Is Evangelicalism Evangelical?

Our working theme of Romans: “The righteousness of God”

 

 

CHARTING THE COURSE FOR THIS STUDY:

Ø      Why I am a Reformed Protestant and why I don’t flirt with broad evangelicalism

 

WHY I AM A REFORMED PROTESTANT AND WHY I DO NOT FLIRT WITH BROAD EVANGELICALISM

 

A. Most evangelical churches today have no historical solidarity with the church over the past 2,000 years.

 

B. As Reformed Protestants, we are very conscious of our historical solidarity which is expressed in creeds, confessions and catechisms. 

 

C. If you read reformers you will find that they frequently quote the church fathers and express their love for earlier creeds.

1. “I venerate them [ecumenical councils] from my heart, and desire that they be honored by all” (John Calvin Institutes, IX.ix.1 “Councils and Their Authority”). 

2. Just after the Shorter Catechism, the Westminster Assembly appended the Apostles Creed saying that it is “a brief sum of the Christian faith, agreeable to the Word of God, and anciently received in the Churches of Christ.”

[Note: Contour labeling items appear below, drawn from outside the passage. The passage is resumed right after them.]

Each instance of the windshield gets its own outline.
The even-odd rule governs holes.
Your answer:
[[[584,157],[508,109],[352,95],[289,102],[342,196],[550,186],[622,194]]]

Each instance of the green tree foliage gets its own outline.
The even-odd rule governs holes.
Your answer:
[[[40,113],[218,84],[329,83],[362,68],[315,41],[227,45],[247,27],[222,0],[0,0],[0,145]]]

3. “This confession of faith [Apostle’s Creed] we did not make or invent, neither did the fathers of the church before us. But as the bee gathers honey from many a beautiful and delectible flower, so this creed has been collected in commendable brevity from the books of the beloved prophets and apostles, that is, from the entire Holy Scriptures” (Martin Luther).

 

D. The Reformed Protestant view of the authority of the church is summed up in the Latin phrase, “norma normata” meaning that the church and creeds are a rule that is ruled by Scripture.

 

E. Many “evangelical” churches today without historic roots probably don’t have the Gospel right; nor grace, nor faith, etc. 

 

F. Creeds and confessions are important because there are no “new heresies.”  All heresies today have already been dealt with in one for or another in the first several centuries of the NT church. 

ü      Open Theism

ü      Mormonism

ü      Oneness Pentacostalism

ü      Liberal Christianity

ü      Jehovah’s Witnesses

ü      Christian Science

ü      Word Faith Movement

ü      Arminianism

ü      Antinomianism/Lordship Salvation debate

 

 

No man lives without a creed, let

only the feeble minded claim none

and let the courageous put forth

what they believe that it might be

seen by all and defended.

 

G. Some modern evangelical churches were actually founded by men who rejected Reformed Protestant documents such as the Westminster Confession of Faith (e.g. Charles Finney, A.B. Simpson). 

 

The most famous evangelist of the nineteenth century declared that The Westminster Divines had created ‘a paper pope’ and had ‘elevated their confession and catechism to the Papal throne and into the place of the Holy Ghost.’ ‘It is better,’ he declared, ‘to have a living than a dead Pope,’ dismissing the Standards as casually as the boldest Enlightenment rationalist: ‘That the instrument framed by that assembly should in the nineteenth century be recognized as the standard of the church, or of any intelligent branch of it, is not only amazing, but I must say that it is highly ridiculous. It is as absurd in theology as it would be in any other branch of science.’ (Charles Finney, Charles Finney’s Systematic Theology [Minneapolis: Bethany House, 1976], author’s preface, xii; quoted by Michael Horton,  Charles Finney vs. the Westminster Confession”)

 

H. My final proof and illustration as to the incompatibility of Reformed Protestantism and Modern Evangelicalism: John Calvin. 

 

Why do so many people despise John Calvin? 

 

1. “Calvin has, I believe, caused untold millions of souls to be damned...”  (Jimmy Swaggart, taken from Christian History; Vol.V, No.4 p.3).

2. John Calvin did not preach another Gospel!  In fact, he was the first of the reformers to respond to the Council of Trent.

God is robbed of his glory and man is encouraged to think that he owes to some power, some act of choice, some initiative of his own, his participation in that salvation which is in reality all of grace” (B.B. Warfield).

3. Martin Luther, like Calvin, taught predestination.  In fact, he felt that one of his most important works “The Bondage of the Will.”  B. B. Warfield called Bondage of the Will the “manifesto” of the Protestant Reformation.

4. To reject predestination is to reject the Reformed Protestant doctrine of sola gratia (grace alone).